Daniel Leufer, a European policy analyst for Access Now, a non-profit focused on digital rights of individuals, said in an account from BBC News that the proposed AI Law is vague in many areas. “How do we determine what is to somebody’s detriment? And who assesses this?” he stated in a tweet.
Leufer suggested the AI Act should be expanded to include all public sector AI systems, whatever their risk level. “This is because people typically do not have a choice about whether or not to interact with an AI system in the public sector,” he stated.

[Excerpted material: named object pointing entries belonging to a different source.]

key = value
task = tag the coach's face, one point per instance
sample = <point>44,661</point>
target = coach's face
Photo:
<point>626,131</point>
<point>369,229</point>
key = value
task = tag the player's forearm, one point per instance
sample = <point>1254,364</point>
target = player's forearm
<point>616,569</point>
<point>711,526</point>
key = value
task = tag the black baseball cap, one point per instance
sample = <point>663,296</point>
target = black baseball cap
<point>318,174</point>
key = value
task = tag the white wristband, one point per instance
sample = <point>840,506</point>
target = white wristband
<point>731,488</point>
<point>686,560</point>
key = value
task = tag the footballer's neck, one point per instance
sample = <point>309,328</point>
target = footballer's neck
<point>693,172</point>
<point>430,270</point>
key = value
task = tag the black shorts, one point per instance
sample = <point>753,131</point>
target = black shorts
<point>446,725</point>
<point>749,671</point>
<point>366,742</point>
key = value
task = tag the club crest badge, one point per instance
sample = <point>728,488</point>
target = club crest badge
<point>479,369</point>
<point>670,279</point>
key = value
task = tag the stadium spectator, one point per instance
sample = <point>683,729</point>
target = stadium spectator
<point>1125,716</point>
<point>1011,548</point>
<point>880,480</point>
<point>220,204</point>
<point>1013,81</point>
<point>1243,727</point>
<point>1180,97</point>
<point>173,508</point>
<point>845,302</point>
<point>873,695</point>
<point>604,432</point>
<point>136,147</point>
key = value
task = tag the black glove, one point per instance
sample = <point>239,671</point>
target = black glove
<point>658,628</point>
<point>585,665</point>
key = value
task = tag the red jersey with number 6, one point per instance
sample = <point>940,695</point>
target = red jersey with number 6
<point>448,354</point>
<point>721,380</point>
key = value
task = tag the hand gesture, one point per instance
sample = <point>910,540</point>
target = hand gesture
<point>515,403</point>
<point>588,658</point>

Herbert Swaniker, a lawyer at Clifford Chance, an international law firm based in London, stated the proposed law “will require a fundamental shift in how AI is designed” for suppliers of AI products and services.
Social scoring systems such as those used in China that rate the trustworthiness of individuals and businesses would be classified as contrary to ‘Union values” and be banned, according to an account from Politico.
AI Use by the Military Exempted
The proposal would also ban AI systems used for mass surveillance or that cause harm to people by manipulating their behavior. Military systems would be exempt from the AI Act, as would technology for fighting serious crime, or facial recognition if being used to find terrorists. One critic said the exceptions make the proposal subject to much interpretation.
“Giving discretion to national authorities to decide which use cases to permit or not simply recreates the loopholes and gray areas that we already have under current legislation and which have led to widespread harm and abuse,” stated Ella Jakubowska of digital rights group EDRi, in the account from Politico.
An earlier Politico interview with Eric Schmidt, former CEO of Google and chair of the US National Security Commission on AI, presaged the confrontation of European values with American AI innovations. Europe’s strategy, Schmidt suggested, will not be successful because Europe is “simply not big enough” to compete.
“Europe will need to partner with the United States on these key platforms,” Schmidt stated, referring to American big tech companies which dominate the development of AI technologies.